Journalists keep referring to the years of “austerity” that Greece has endured. Government spending has been cut so much that it is now only 58.5 percent of GDP (heritage.org). What does a country that hasn’t suffered austerity spend? Singapore’s government clocks in at 14.4 percent (same source). How about a command-and-control centrally planned Communist dictatorship? China is at 25 percent. A socialist cradle-to-grave welfare state? Sweden is at 52 percent.
Are the Heritage data wrong? If not, how is it possible that Greece continues to be cited as an example of a country where the government doesn’t spend enough?
Easy. The people citing it all think North Korea is the ideal example to follow.
According to the CIA Factbook Greek’s govt spending as a percent of GDP is 52% (up from 40% in 2009). Over that time period government spending was cut from 144B to 128B, but GDP crashed from 357B to 246B.
Either the American media are completely inept at reporting on the Greece crisis, or someone is being obtuse on purpose.
All official data is rather readily available on Eurostat. I don’t know where heritage.org gets its data.
The greek government spent, on average, about 110 billion euros per year in 2007.
In 2014 it spent 88 billion euros, which is a 20% reduction.
However, GDP fell from 230 billion euros in 2007 to 180 billion euros in 2014, which is a 22% reduction.
This is why the Greek government can be said to have been “austere”, even when spending as a percentage of GDP hasn’t changed much.
Both of these things are very noticeable to the Greeks. The economy is tanking, and the government has significantly reduced its spending to match.
If you’re fired as a surgeon, and you start working as a gardener, you can adjust your household budget all you want, but you’re never going to be able to pay off the credit card bill you accrued as a surgeon.
The Greek position is that they are a gardener now, and should be allowed to go bankrupt and stay poor. The position of the Troika (European institutions that hold Greece’s debt) is that Greece is just slacking off, and can be a surgeon again if they just apply themselves and implement some reforms.
The government spending actually looks fairly average for a European country to me; there are many countries with spending like Sweden’s. Greece is a European outlier not because its spending as %GDP is so comparatively high, but because its revenue collected in taxes as %GDP is so comparatively low.

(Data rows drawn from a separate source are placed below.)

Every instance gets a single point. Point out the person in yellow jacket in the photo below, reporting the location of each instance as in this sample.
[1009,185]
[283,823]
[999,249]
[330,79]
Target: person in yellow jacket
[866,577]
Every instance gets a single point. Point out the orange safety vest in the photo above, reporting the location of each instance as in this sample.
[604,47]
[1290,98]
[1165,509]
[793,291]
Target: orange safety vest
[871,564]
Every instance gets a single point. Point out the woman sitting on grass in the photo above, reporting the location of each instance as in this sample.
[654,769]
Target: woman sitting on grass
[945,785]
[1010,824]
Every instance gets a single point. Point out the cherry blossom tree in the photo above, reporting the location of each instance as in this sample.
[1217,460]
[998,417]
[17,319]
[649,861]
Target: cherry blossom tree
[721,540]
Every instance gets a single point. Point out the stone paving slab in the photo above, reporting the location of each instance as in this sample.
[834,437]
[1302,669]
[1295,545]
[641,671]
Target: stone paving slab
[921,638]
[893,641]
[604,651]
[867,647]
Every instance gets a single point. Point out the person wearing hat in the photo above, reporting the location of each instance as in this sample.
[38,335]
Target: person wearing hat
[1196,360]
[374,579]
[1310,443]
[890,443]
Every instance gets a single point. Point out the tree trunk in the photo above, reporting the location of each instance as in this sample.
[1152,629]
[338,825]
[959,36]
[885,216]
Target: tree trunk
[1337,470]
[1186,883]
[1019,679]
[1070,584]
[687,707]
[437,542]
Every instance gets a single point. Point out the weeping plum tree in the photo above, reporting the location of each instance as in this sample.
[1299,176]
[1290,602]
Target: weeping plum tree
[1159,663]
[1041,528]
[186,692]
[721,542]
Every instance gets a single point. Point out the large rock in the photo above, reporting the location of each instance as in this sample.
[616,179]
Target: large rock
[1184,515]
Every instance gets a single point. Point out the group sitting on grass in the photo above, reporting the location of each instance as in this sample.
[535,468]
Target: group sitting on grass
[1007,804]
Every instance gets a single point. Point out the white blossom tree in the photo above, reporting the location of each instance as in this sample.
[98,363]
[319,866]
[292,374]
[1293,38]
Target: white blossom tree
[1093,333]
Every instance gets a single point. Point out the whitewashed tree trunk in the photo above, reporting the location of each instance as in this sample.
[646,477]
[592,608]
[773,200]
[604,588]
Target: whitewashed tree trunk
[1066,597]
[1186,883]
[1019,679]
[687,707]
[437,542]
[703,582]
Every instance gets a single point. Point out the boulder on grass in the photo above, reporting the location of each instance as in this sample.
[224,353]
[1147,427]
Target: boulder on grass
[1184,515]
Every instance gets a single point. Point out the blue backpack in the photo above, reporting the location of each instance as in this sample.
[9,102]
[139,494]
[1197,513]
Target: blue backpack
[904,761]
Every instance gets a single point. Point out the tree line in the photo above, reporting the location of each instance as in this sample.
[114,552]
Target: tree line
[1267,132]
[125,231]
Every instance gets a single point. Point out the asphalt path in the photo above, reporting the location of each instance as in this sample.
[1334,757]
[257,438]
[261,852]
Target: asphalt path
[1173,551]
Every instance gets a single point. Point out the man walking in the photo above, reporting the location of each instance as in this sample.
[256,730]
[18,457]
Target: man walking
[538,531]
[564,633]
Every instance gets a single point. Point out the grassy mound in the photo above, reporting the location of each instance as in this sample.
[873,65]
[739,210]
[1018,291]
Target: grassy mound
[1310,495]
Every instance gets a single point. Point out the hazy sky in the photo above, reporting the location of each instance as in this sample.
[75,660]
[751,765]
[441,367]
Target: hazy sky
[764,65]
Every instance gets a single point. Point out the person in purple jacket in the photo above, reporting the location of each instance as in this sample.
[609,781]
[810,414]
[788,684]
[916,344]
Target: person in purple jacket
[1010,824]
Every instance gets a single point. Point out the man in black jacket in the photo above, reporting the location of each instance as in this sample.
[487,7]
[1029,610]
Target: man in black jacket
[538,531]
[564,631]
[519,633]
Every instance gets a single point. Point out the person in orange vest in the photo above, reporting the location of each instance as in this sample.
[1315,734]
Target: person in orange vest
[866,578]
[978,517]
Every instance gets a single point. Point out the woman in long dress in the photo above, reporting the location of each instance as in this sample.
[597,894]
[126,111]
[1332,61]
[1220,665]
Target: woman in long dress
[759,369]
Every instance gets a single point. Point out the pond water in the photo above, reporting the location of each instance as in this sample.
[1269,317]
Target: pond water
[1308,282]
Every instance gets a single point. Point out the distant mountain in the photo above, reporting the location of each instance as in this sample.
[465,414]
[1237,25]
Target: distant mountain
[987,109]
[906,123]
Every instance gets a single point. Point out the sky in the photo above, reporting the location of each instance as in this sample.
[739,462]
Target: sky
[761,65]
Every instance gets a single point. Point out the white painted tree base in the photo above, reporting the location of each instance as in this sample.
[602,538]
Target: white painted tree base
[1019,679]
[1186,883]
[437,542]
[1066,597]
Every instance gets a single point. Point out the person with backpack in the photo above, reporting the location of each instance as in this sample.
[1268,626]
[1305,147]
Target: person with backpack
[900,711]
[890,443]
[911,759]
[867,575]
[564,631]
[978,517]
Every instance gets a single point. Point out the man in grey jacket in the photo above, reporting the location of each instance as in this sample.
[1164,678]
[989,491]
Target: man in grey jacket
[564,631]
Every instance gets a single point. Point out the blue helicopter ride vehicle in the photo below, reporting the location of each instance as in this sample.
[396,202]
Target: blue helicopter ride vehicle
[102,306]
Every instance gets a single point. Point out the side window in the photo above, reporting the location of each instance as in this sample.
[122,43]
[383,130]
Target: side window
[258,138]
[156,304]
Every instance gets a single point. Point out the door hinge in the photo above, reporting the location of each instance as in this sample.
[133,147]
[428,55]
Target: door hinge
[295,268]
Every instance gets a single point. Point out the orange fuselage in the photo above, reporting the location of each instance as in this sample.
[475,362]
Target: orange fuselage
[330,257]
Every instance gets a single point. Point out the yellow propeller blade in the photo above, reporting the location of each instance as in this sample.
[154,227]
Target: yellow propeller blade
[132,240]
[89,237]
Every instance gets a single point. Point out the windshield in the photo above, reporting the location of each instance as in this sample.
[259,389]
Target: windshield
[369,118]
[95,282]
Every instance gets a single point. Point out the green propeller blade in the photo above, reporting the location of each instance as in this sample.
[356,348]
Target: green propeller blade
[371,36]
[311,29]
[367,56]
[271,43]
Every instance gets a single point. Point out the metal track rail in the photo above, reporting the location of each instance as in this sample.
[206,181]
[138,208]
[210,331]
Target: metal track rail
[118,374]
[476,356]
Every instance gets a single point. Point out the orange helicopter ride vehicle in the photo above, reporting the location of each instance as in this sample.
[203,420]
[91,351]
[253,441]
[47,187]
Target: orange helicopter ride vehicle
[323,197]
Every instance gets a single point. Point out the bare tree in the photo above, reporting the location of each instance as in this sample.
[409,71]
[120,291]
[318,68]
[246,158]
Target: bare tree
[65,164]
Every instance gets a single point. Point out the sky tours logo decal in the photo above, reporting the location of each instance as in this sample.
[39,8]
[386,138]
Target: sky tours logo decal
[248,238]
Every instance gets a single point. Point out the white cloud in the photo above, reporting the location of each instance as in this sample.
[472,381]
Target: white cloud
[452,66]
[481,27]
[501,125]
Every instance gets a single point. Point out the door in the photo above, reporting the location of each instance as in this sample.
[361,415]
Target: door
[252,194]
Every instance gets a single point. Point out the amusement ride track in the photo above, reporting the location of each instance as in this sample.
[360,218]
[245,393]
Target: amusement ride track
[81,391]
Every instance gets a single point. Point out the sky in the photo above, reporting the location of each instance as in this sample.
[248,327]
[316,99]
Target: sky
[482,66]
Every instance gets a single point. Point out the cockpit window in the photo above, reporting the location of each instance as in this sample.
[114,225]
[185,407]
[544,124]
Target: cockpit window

michiel: Do you think that the Eurostat numbers include all local government spending? None of the figures that you cite support a 58.5 percent role for the government. I think that coming up with an accurate number for the U.S. is tough because there are so many thousands of governments, each with its own budget (e.g., town, country, state, federal). And then there is the question of whether or not to count healthcare now that Obamacare forces Americans to purchase health insurance (see https://philip.greenspun.com/blog/2015/02/21/health-insurance-premiums-should-be-counted-as-tax-revenue/ for how if you roll in health care the U.S. has roughly 50 percent of GDP as a tax burden (and therefore spending at roughly the same level as Sweden, which provides welfare much more consistently)).
Regardless of which numbers are correct, government budgeting everywhere is always based on last year’s budget plus an increase that is at or above the rate of inflation. So, even if you spend more than you did the year before, this is considered a “cut”. The comparison is always to what you were doing previously, not what is done in Singapore or Sweden.
And what Greece was doing previously was giving out retirement pensions to 52 year olds and running all sorts of incredibly inefficient bureaucracies and businesses while collecting minimal taxes and revenues to pay for same. Even before the current regime made the Athens subway free, it would have been cheaper to just buy taxi rides for all the commuters – the average salary of the workers is over $90,000, which is triple the local average.
The Greek government and people have shown that they really have no intention of cleaning up their act. The Germans have to accept that they have been suckered and are not going to get their money back, but they have to stop throwing good money after bad. Greece can continue spending money that they don’t have, but it will have to be phony money to go with the phony jobs. That was always their traditional arrangement and it should never have been changed.
phil: According to this explanation, it does include local governments. It is less clear to me if it might include state-owned utility companies, for example.